It is emphasised that the clauses in this guidance are only example clauses,
and may often need to be amended for the particular contract. They are also
not a substitute for specific legal advice on the data protection implications of
a particular contract.

If you have any queries about these clauses you should contact the Legal
Services Department.

2. THE DATA PROTECTION CLAUSES:

There are three example data protection clauses for three categories of
contracts. These are: (NB: references to “organisation” includes “person”
and “company”)

 Type 1 Contracts (see Appendix “A”). This clause is to be used where:

 The Council contracts another person/organisation to carry

out functions on its behalf; and
 The organisation is providing services to the Council’s
clients/employees; and
 The organisation uses the Council’s clients’/employees’
personal information (because the Council provides it with
personal information, and/or it collects personal information
from the clients/employees).

Examples of contracts that fall into this category are Social Services’
domiciliary care contracts and contracts with nursing homes.

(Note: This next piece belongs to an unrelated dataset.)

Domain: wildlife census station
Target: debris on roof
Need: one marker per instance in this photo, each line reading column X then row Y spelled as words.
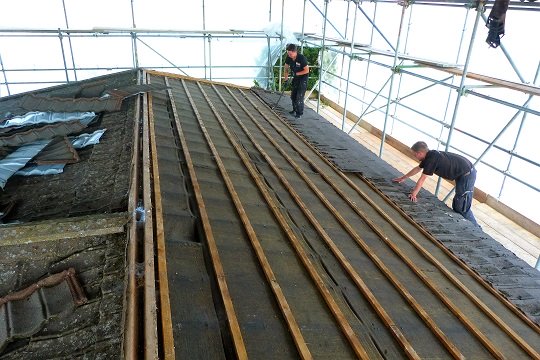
column 25, row 312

 Type 2 Contracts (see Appendix “B”). This clause is to be used where:

 The Council contracts another organisation to carry out

functions on its behalf or provide it with a service or works;
and
 The organisation will have access to client/employee
personal information in the course of providing the
service/work, but is not actually providing a service to
clients/employees.

Examples of contracts that fall into this category are IT contracts and
contracts with companies that destroy documents (e.g.: shred documents).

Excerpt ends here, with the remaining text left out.